Some kitchen help at luxury restaurant got little or no pay, feds say.

A meal at the luxury inn cost $342. The kitchen help got little or no pay, feds say.

By Derrick Nunnally

The News Tribune

One of the most expensive restaurants in Washington state has been underpaying its workers, according to a nearly $150,000 settlement announced Monday by the U.S. Department of Labor.

At the Willows Inn on sleepy Lummi Island in Whatcom County, diners feast nightly on a sumptuous $195 tasting menu. Wine parings and an automatic 20 percent gratuity could bring each diner’s supper bill to $342. A night in one of the inn’s luxury rooms cost hundreds more.

The venue has won national praise for its inventive, intensely local fare, which runs from foraged local herbs and vegetables to exotic wild game and seafood. The restaurant’s leader, Blaine Wetzel, won a prestigious James Beard award as the Northwest’s best chef in 2015.

Federal investigators found this ambitious endeavor was carried out, in part, by staffers working for free or sub-minimum wages, according to a Department of Labor press statement.

New hires were expected to come in as “stages,” employees who worked for free for their first month, the federal agency said. After being added to the payroll, “the kitchen workers were paid daily rates from $50 per day for up to 14 hours a day with no consideration of weekly overtime,” the Department of Labor’s news release states.

In the settlement, Willows Inn agreed to pay $74,812 in unpaid overtime to 19 kitchen workers and an equal amount to them in damages. The company also canceled its unpaid “stage program,” a European invention that some fine-dining restaurants in America have imported in recent years.

In an emailed statement, Willows Inn said the restaurant had used the staging program to give young chefs work experience and that the program had been immediately killed once the federal agency told Willows Inn it is illegal.
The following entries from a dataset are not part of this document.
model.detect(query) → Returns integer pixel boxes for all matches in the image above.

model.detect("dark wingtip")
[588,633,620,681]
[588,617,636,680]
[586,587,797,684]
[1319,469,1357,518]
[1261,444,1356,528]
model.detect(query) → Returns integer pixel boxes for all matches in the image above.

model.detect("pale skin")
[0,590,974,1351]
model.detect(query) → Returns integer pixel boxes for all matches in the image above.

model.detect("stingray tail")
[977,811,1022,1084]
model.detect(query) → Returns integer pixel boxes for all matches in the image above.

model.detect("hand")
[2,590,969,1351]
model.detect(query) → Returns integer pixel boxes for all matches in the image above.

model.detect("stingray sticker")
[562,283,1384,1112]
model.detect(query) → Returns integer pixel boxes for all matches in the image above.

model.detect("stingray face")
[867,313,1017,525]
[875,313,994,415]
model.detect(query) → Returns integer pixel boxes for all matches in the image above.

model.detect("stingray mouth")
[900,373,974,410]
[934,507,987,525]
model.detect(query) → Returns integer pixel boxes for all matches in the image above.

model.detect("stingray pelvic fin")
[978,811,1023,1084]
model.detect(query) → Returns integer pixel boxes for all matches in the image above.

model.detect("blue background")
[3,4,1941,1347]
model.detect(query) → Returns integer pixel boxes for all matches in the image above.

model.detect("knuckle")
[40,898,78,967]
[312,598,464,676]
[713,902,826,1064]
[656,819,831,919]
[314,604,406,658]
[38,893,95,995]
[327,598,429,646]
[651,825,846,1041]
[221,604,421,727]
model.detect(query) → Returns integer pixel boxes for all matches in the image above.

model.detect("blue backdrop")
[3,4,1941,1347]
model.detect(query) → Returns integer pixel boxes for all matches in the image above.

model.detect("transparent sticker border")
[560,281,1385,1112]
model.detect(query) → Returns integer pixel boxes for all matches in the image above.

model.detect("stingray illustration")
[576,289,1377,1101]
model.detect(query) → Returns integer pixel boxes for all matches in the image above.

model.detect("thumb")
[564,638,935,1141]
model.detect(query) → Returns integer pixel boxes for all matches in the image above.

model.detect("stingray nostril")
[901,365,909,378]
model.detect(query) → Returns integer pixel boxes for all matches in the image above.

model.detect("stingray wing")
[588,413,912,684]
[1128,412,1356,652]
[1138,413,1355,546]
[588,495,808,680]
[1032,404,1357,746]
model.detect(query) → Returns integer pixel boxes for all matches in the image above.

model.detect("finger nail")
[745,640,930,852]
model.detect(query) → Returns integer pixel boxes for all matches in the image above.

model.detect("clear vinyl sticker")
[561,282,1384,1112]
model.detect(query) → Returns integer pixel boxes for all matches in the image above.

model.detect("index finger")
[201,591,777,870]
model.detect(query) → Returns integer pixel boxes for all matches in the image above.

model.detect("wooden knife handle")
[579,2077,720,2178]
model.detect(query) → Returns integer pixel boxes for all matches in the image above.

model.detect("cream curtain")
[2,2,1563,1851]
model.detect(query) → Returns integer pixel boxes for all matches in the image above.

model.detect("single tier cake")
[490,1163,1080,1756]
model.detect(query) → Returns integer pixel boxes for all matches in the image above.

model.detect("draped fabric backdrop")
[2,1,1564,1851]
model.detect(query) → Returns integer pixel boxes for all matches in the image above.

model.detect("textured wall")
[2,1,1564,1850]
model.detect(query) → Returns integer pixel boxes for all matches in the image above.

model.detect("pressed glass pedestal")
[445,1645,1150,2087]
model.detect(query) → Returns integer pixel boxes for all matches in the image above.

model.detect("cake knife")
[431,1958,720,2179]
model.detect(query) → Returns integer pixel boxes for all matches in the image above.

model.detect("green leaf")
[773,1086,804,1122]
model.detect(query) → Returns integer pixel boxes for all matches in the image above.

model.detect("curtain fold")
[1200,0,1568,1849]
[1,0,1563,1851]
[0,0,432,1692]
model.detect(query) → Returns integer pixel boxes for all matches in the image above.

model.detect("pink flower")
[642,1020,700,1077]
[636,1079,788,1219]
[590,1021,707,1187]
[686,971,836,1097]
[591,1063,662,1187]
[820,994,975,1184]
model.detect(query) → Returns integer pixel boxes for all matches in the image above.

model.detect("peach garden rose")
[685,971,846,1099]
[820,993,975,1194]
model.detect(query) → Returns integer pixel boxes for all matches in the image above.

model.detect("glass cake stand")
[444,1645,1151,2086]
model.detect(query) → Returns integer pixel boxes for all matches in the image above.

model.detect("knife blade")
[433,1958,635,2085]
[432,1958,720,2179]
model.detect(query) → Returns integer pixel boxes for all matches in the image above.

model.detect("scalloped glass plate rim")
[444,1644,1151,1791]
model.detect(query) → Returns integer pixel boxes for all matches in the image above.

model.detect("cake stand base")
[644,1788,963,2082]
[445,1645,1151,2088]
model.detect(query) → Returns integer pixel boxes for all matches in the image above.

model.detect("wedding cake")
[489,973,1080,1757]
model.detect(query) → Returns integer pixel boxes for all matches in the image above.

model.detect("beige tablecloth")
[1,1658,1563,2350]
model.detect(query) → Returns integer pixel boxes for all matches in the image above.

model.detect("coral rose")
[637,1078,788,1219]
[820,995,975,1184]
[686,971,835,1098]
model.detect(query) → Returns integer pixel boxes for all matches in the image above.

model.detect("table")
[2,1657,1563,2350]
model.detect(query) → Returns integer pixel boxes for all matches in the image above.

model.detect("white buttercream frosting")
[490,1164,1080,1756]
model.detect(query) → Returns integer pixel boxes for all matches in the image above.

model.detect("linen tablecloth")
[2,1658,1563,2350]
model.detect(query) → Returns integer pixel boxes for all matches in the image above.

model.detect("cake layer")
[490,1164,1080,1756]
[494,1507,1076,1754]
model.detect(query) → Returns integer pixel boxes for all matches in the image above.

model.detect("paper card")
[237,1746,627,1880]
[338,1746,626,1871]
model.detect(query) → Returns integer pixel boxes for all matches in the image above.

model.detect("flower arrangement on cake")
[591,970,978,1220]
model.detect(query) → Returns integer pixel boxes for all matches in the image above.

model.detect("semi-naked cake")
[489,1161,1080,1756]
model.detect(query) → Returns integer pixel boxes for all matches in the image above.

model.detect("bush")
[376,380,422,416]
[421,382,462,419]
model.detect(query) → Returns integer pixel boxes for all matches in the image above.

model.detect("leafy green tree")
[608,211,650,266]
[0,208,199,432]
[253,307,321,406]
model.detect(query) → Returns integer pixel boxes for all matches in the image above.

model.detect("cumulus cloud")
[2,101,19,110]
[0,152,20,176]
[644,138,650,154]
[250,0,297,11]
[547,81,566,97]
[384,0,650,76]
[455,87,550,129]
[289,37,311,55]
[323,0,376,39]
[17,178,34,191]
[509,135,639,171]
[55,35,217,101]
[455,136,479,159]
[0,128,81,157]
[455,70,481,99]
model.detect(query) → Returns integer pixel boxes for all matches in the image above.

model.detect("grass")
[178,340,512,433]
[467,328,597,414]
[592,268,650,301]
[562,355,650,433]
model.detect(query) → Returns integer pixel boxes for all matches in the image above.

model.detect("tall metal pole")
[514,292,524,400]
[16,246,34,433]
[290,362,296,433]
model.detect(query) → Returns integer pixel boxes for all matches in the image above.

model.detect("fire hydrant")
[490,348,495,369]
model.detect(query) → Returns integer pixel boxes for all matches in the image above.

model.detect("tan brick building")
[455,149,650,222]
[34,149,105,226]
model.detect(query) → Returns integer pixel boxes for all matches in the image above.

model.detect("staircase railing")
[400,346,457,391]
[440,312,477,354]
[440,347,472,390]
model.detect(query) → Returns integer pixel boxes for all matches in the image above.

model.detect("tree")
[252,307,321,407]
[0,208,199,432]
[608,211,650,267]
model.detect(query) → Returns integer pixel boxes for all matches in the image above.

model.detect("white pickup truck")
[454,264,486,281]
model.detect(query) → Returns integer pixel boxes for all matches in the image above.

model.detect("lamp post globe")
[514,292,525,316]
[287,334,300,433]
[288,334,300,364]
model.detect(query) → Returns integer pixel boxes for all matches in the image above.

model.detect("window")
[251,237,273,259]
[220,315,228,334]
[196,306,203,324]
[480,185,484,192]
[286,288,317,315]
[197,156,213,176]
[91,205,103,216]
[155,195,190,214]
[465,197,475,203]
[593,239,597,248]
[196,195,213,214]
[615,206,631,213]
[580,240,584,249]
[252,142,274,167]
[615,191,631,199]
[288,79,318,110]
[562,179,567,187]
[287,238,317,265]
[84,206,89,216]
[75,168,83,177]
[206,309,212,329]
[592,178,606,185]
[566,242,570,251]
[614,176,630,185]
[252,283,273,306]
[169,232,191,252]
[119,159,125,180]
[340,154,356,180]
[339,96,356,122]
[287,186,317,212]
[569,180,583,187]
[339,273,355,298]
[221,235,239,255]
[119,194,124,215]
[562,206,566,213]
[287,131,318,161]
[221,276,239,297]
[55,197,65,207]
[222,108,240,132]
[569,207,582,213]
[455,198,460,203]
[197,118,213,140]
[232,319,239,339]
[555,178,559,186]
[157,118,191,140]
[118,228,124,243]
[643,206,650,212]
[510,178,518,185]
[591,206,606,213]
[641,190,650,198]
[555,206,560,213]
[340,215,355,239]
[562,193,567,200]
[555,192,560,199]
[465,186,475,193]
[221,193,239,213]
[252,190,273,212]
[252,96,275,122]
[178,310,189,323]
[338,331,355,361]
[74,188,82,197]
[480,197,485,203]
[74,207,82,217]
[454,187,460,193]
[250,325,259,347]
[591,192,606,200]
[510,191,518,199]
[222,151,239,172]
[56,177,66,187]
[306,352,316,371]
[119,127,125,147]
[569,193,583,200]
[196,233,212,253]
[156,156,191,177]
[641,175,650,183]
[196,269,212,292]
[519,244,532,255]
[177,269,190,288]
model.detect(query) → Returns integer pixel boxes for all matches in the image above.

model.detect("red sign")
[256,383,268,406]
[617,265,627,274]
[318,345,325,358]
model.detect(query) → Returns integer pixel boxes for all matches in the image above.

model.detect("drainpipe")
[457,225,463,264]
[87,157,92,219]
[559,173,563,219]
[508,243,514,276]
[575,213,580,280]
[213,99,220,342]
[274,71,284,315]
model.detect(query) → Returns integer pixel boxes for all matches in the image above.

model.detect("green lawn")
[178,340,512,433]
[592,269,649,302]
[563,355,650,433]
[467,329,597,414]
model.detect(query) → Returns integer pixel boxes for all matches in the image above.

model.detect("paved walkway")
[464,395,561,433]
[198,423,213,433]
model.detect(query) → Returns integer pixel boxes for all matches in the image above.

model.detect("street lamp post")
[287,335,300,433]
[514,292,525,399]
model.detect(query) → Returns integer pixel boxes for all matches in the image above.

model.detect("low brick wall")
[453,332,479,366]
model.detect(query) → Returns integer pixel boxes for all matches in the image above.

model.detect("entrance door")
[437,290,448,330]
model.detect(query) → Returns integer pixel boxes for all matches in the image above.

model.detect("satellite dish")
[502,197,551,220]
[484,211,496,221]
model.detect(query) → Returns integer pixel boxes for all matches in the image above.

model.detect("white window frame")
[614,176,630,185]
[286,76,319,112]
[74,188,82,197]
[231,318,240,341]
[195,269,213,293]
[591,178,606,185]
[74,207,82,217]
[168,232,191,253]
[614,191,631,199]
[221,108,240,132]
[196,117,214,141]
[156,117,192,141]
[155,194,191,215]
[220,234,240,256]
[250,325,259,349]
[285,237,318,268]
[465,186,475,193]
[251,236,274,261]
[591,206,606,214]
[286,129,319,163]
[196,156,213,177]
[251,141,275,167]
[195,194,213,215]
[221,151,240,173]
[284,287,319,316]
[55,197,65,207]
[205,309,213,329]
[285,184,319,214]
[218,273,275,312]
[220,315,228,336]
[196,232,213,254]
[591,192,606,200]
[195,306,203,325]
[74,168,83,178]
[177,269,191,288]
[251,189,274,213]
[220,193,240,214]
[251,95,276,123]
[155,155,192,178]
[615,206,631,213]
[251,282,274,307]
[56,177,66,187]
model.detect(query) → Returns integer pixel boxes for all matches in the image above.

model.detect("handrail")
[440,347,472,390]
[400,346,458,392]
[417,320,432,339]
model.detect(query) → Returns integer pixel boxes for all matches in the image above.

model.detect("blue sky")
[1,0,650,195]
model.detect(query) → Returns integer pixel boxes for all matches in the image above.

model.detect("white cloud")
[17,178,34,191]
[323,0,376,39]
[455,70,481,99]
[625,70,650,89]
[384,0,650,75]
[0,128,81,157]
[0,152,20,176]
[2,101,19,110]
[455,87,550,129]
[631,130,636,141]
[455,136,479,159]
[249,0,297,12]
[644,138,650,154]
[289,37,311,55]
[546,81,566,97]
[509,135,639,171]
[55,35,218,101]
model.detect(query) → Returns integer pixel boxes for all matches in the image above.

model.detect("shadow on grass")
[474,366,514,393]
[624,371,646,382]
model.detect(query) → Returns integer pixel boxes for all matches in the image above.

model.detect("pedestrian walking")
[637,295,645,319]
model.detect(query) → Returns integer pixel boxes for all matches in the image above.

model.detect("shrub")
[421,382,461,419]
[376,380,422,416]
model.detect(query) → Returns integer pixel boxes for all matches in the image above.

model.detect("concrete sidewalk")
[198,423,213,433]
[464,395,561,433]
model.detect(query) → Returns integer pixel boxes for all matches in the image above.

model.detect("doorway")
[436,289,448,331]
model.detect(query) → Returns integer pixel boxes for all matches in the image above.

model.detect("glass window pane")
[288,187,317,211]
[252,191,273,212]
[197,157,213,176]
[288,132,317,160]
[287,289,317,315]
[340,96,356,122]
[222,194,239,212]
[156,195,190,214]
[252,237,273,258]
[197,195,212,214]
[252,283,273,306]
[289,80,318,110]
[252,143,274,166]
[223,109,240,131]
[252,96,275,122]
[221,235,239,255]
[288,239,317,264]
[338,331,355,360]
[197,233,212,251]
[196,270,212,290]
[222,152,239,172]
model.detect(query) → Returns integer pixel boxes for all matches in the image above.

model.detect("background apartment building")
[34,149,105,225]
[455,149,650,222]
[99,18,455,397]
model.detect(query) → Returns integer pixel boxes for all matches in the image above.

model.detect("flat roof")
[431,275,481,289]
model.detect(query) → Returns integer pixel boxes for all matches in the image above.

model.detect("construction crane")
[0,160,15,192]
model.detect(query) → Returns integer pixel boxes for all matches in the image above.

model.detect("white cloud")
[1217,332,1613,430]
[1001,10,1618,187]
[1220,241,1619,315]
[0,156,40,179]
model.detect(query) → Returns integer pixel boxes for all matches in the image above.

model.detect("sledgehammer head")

“These were passionate individuals who sought us out for the opportunity to stage at the Willows Inn,” according to the statement from the facility’s general manager, Reid Johnson. “All were volunteering chefs, some were compensated in a variety of ways including daily rate and lodging.”

The Department of Labor’s account says the unpaid people were responsible for menial work.

“The stages were asked to perform kitchen work including cleaning dishes, polishing silverware, collecting herbs, prepping vegetables and assembling dishes,” the federal agency said in the settlement announcement. “The stages also devoted hours to cleaning facilities and painting the exterior of Willow Inn buildings.”